PNNL has deep expertise in energy-efficient computing; performance, power, and reliability modeling; exploration and design of novel computing architectures; and data-driven discovery at extreme scales. Specific domain areas include architectures, programming models, resiliency, fault tolerance, information visualization, data analytics, and data management.
Our work programming models for extreme-scale computing includes toolkits such as Global Arrays, which powers NWChem and other scientific applications, including the subsurface flow modeling code STOMP and power grid modeling code GridPACKTM. PNNL data scientists lead research in data exploitation, workflow, and provenance at extreme scales for science, energy, and security domains.
In the field of visual analytics and exploratory data analysis, we have developed visual metaphors for complex, high-volume data and signature discovery algorithms that apply advanced statistics and machine learning to derive novel indicators of complex phenomena. Recent investments have focused on using PNNL’s visualization capabilities to aid in interpretability and interactive tuning of machine learning algorithms. PNNL is also making significant advances in graph analytics, including hybrid architectures for exploiting large graph data sets and algorithms for graph query on multi-threaded systems.
Resources include the Performance and Architecture Laboratory. This lab is used for measuring performance, power, and thermal effects on advanced technologies to predict their overall potential and guide their designs. Additional computing resources include the 3.4 petaflop Cascade supercomputer, Research Computing mid-range cluster, Marianas GPU cluster, and a research cloud. In addition, the Center for Advanced Technology Evaluation (CENATE) offers a testbed for computing technologies. Finally, specialized laboratories include those for human-computer interaction research for visual interfaces, and emerging virtual reality environments.
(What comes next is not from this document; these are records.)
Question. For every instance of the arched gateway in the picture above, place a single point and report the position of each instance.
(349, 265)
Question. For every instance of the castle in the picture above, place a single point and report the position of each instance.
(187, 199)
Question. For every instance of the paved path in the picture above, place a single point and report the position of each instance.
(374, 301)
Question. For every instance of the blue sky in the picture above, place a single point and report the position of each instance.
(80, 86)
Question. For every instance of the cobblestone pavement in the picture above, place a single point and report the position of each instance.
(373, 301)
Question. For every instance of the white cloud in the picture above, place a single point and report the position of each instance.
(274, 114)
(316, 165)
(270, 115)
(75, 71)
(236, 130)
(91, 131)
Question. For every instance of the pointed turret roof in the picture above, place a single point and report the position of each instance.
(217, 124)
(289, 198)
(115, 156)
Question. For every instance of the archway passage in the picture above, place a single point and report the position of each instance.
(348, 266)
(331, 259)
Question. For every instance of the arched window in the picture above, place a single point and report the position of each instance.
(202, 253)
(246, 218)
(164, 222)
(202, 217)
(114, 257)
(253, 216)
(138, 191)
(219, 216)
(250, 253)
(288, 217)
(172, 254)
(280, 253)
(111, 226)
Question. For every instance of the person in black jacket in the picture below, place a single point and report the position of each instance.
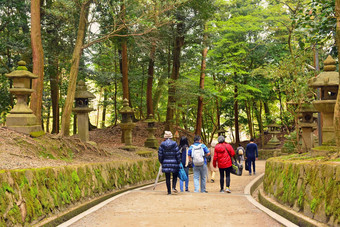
(183, 148)
(169, 156)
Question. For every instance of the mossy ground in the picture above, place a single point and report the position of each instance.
(45, 191)
(307, 184)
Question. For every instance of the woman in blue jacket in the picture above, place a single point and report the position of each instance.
(183, 148)
(169, 157)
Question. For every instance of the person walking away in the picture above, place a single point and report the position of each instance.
(223, 154)
(251, 155)
(240, 153)
(170, 158)
(211, 169)
(183, 147)
(197, 154)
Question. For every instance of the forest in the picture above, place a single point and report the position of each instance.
(196, 64)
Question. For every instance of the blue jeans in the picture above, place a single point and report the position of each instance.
(186, 169)
(251, 160)
(200, 172)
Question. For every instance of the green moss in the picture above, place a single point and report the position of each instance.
(47, 190)
(314, 204)
(145, 153)
(7, 188)
(75, 178)
(326, 148)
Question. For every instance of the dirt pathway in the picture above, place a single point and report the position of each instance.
(145, 207)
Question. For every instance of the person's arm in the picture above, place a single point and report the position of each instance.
(206, 150)
(178, 155)
(189, 153)
(231, 150)
(215, 158)
(160, 154)
(257, 153)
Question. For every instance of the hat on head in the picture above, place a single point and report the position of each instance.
(220, 139)
(167, 134)
(213, 143)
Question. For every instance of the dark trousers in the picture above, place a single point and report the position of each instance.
(174, 181)
(227, 176)
(250, 161)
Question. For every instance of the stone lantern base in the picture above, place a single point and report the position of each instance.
(24, 123)
(151, 143)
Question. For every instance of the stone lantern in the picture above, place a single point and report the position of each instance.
(21, 117)
(82, 109)
(127, 125)
(328, 83)
(273, 129)
(151, 141)
(307, 124)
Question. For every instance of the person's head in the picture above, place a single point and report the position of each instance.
(213, 143)
(197, 139)
(167, 135)
(221, 139)
(183, 141)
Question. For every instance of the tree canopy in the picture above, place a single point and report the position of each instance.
(258, 56)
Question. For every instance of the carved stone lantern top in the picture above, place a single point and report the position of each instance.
(82, 92)
(329, 77)
(274, 128)
(21, 72)
(126, 108)
(82, 97)
(126, 112)
(21, 78)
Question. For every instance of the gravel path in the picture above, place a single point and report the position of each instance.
(145, 207)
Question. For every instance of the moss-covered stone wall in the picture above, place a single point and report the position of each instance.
(310, 187)
(30, 195)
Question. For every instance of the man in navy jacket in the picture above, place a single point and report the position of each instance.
(251, 155)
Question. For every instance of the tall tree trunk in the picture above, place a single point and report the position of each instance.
(237, 129)
(38, 59)
(125, 78)
(48, 118)
(54, 84)
(161, 83)
(179, 42)
(77, 52)
(337, 104)
(202, 77)
(116, 86)
(104, 108)
(149, 103)
(266, 111)
(258, 114)
(249, 118)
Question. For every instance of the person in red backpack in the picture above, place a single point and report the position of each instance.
(222, 157)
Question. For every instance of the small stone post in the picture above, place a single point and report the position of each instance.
(307, 125)
(21, 117)
(127, 125)
(82, 109)
(274, 142)
(328, 82)
(151, 141)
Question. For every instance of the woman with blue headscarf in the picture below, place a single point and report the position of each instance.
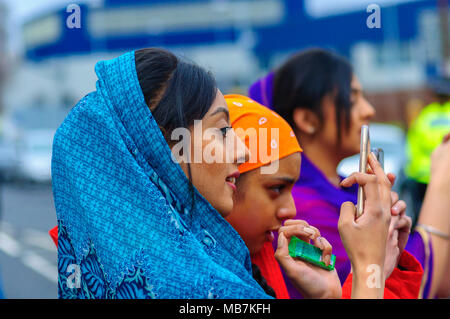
(132, 222)
(138, 217)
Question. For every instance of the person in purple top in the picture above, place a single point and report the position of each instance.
(318, 94)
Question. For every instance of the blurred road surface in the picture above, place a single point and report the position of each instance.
(28, 265)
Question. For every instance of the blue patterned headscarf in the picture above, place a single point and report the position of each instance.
(126, 225)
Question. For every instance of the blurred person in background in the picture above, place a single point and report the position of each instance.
(319, 95)
(424, 135)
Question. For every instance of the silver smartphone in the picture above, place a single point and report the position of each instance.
(363, 153)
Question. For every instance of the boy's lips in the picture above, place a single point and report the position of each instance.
(270, 236)
(231, 180)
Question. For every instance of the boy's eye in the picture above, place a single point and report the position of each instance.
(277, 189)
(225, 130)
These capabilities receive support through programs from the Department of Energy’s Applied Scientific Computing Research, Basic Energy Sciences, Biological and Environmental Research, High Energy Physics, Energy Efficiency and Renewable Energy, Fossil Energy, National Nuclear Security Administration, Department of Homeland Security, and other sponsors, including the Department of Health and Human Services and the Department of Defense.